The Elmo thing seems to be a double edged sword. While our small nostalgic friend has gotten us to be honest with ourselves and our feelings, it has the potential to perpetuate the notion that the Internet acts as the safest place to share these feelings. Does our childhood value of honesty come at the cost of being able to say these things from person to person?

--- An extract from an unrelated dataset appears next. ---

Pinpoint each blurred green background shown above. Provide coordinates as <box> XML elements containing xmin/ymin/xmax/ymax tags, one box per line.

As we think about why this phenomenon occurred, we also wonder if it could be that as we grow older, we are conditioned to stifle our voices and keep our feelings to ourselves. We become more indoctrinated into a society that tells us to fit specific roles, and that, in turn, causes us to lose our childhood innocence and instincts. For instance, were you ever told to wear specific clothing as a child? That as a boy you couldn’t play with dolls or that as a girl you couldn’t play football? Small things like that add up over our lives, resulting all too often in adults hiding their feelings and opinions from other people. Perhaps because Elmo exists as such a prominent symbol of people’s childhood and nostalgia, his tweet caused people to revert to their childhood instincts of being honest with themselves and others.
So thank you, Elmo, for asking how we are doing. While your responses may not have been what you expected, you’ve reminded us that we are not alone in this big, scary world. In response to all of the tweets, the official Sesame Street account posted “Thank you @Elmo for checking in with a reminder for us to pause and take a mindful moment to focus on how we’re feeling.” They proceeded to provide links for various mental health resources. Elmo, Cookie Monster and the entire Sesame Street ensemble then banded together with #EmotionalWellBeing to further spread awareness for mental health issues.
To end off, we would like to ask you all “How are you doing?” From all of us here at the Arts and Culture section, we sincerely hope that you are doing well.